Phage genetic relationships as measured by MaxGCDGap. (A) Representative pairwise GCDs between Gordonia phage Monty (left) or GMA2 (right) and all other phages in the Actinobacteriophage_789 database, ordered by magnitude, similar to Fig. 6 (see Fig. S28 at figshare [https://doi.org/10.6084/m9.figshare.5149663]). Phages involved in comparisons with a GCD of <0.8 are highlighted.

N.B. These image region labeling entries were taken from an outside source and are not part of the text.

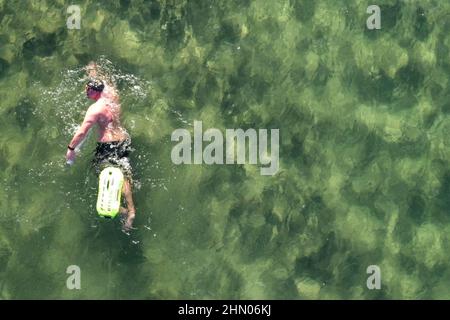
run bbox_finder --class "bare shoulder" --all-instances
[86,100,104,117]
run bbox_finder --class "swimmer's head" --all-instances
[86,79,105,100]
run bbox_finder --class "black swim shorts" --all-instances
[92,139,132,179]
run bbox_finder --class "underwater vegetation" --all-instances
[0,0,450,299]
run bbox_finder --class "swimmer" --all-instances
[66,62,136,231]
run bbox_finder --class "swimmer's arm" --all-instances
[69,107,98,148]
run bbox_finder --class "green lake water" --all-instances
[0,0,450,299]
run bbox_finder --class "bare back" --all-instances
[93,86,129,142]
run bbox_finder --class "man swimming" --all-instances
[66,63,136,231]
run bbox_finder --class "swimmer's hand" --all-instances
[66,150,76,165]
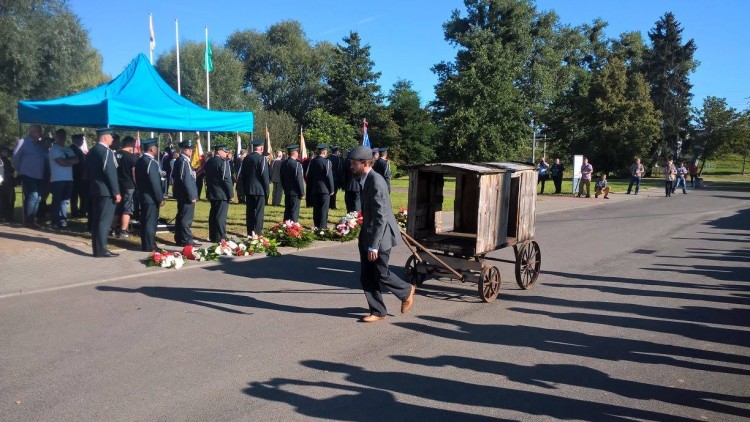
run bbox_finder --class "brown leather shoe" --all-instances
[401,285,417,314]
[360,314,385,322]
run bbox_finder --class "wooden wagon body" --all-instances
[403,162,541,302]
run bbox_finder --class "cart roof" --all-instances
[409,163,507,174]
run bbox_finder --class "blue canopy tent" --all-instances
[18,54,253,132]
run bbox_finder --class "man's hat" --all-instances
[349,145,372,160]
[141,138,159,150]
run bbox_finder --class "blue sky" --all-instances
[70,0,750,109]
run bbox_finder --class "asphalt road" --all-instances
[0,191,750,421]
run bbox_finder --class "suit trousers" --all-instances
[344,191,362,213]
[174,200,195,246]
[359,245,412,316]
[139,202,159,252]
[245,195,266,235]
[208,200,229,243]
[89,196,115,256]
[312,193,331,230]
[284,194,301,222]
[271,182,284,206]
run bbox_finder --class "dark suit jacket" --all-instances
[172,154,198,202]
[240,152,270,196]
[307,156,334,195]
[203,155,234,201]
[281,158,305,196]
[135,154,164,205]
[359,170,399,251]
[86,143,120,198]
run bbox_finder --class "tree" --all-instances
[156,41,260,110]
[644,12,698,168]
[388,80,436,167]
[226,20,333,122]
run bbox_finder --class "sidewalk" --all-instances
[0,185,661,299]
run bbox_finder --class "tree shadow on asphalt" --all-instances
[243,356,720,421]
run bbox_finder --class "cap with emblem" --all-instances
[349,145,372,160]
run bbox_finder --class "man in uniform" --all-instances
[307,144,335,230]
[349,146,414,322]
[341,150,362,213]
[204,145,234,243]
[328,146,344,210]
[372,148,391,193]
[281,145,305,222]
[172,139,198,246]
[240,139,270,236]
[86,128,122,258]
[135,138,164,252]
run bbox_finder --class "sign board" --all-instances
[573,155,583,193]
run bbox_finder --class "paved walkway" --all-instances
[0,185,660,298]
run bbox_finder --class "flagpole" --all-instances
[174,19,182,142]
[206,25,211,151]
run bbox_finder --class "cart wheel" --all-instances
[477,266,500,303]
[516,240,542,290]
[404,255,427,287]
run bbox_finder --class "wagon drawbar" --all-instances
[401,162,542,302]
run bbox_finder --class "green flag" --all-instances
[203,41,214,72]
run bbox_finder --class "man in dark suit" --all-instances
[281,145,305,222]
[372,147,391,193]
[240,139,270,236]
[135,138,164,252]
[307,144,335,230]
[349,146,414,322]
[172,139,198,246]
[341,152,362,213]
[203,145,234,243]
[86,128,122,258]
[328,145,344,210]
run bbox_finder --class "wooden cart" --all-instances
[401,162,542,302]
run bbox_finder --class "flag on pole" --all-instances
[263,124,273,160]
[362,119,370,148]
[203,38,214,72]
[299,126,307,160]
[148,13,156,51]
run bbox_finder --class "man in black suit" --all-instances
[372,147,391,193]
[307,144,335,230]
[281,145,305,222]
[341,151,362,213]
[240,139,270,236]
[349,146,414,322]
[203,145,234,243]
[172,139,198,246]
[86,128,122,258]
[135,138,164,252]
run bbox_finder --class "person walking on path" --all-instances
[205,145,234,243]
[550,158,565,195]
[661,160,677,198]
[86,128,122,258]
[626,158,644,195]
[672,162,688,194]
[135,138,164,252]
[578,157,594,198]
[349,145,415,322]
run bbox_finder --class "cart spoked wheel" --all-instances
[477,266,500,303]
[516,240,542,290]
[404,255,427,287]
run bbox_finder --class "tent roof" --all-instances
[18,54,253,132]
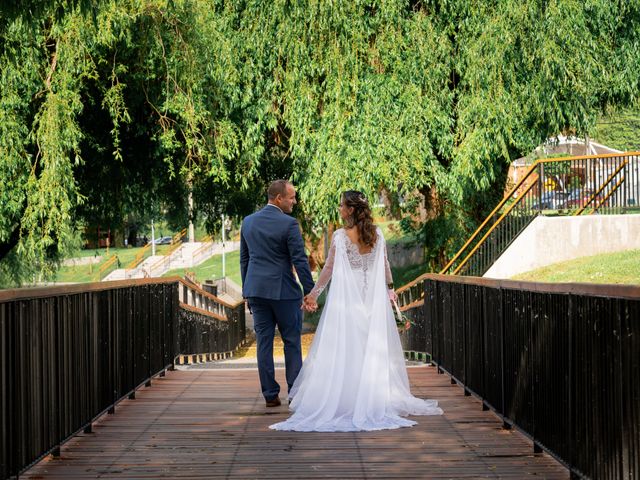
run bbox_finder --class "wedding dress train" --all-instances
[270,229,442,432]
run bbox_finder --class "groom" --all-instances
[240,180,313,407]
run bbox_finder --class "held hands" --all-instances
[300,295,318,313]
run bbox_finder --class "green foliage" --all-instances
[593,107,640,152]
[0,0,640,281]
[514,250,640,285]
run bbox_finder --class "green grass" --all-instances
[163,250,241,285]
[513,250,640,285]
[54,245,170,283]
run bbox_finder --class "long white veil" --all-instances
[271,230,442,431]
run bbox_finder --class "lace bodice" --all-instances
[309,228,393,299]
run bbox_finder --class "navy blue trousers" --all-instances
[249,297,302,401]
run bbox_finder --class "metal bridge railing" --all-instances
[0,277,245,479]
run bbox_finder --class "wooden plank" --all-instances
[24,366,568,479]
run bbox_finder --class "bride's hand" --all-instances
[300,295,318,312]
[387,289,398,302]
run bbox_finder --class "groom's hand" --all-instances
[301,295,318,313]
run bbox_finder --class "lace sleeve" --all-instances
[309,234,336,300]
[384,243,393,285]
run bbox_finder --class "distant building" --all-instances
[505,135,622,195]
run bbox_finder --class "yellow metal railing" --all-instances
[396,152,640,305]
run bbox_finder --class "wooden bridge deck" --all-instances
[23,367,569,479]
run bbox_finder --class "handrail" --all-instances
[396,151,640,306]
[575,160,629,215]
[127,242,151,270]
[440,160,539,273]
[178,302,229,322]
[439,152,640,275]
[591,175,625,213]
[452,179,535,275]
[178,278,244,308]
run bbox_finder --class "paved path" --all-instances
[24,366,568,479]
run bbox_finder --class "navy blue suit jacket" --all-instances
[240,205,313,300]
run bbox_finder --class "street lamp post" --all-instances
[222,213,227,278]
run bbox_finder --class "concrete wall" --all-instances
[484,215,640,278]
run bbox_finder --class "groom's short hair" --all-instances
[267,180,291,200]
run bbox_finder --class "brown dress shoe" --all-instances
[266,397,282,407]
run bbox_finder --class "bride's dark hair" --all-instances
[342,190,377,248]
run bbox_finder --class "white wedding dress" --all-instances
[270,228,442,432]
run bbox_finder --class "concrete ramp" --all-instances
[483,215,640,278]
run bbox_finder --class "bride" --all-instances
[270,191,442,432]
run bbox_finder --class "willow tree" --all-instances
[239,0,640,261]
[0,0,640,284]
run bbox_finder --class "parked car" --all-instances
[531,190,569,210]
[154,237,173,245]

The maximum gap in GCD values (MaxGCDGap) was identified for each phage. For example, Cluster CS Monty’s MaxGCDGap occurs between Gordonia phage Kvothe (Cluster CS) and the singleton (sin) Rhodococcus phage ReqiDocB7. It should be noted that the second largest GCD gap is between phages in other CS subclusters (Hotorobo and Woes), illustrating that for some phages, the MaxGCDGap may reflect the distance between subclusters rather than clusters. Singleton phage GMA2 has no close relatives, and the MaxGCDGap is large and approaches 1.0. (B) All phage-specific MaxGCDGap values ordered by magnitude, with the mean and median indicated. Each data point represents a single phage genome. (C) All Gordonia phage-specific MaxGCDGaps grouped by cluster and ordered by median. Each data point represents a single phage genome. (D and E) Box plot distribution of actinobacteriophage-specific MaxGCDGaps from panel B grouped by subcluster (D) or cluster (E) and ordered by median. Boxes reflect the central 50% of the data, with the median as a black bar, and the individual MaxGCDGap values are superimposed. Only the most abundant groups are plotted. (F) Box plot distribution of phage-specific MaxGCDGaps as in panels D and E but grouped by host genus and with mean MaxGCDGaps displayed above. Only the most abundant genera are plotted. (G) Box plot distribution of Synechococcus phage-specific MaxGCDGaps as in panels D to F, grouped by the six previously identified lineages (Lin.) (8). The topmost bar chart in each panel indicates the number of phages per group.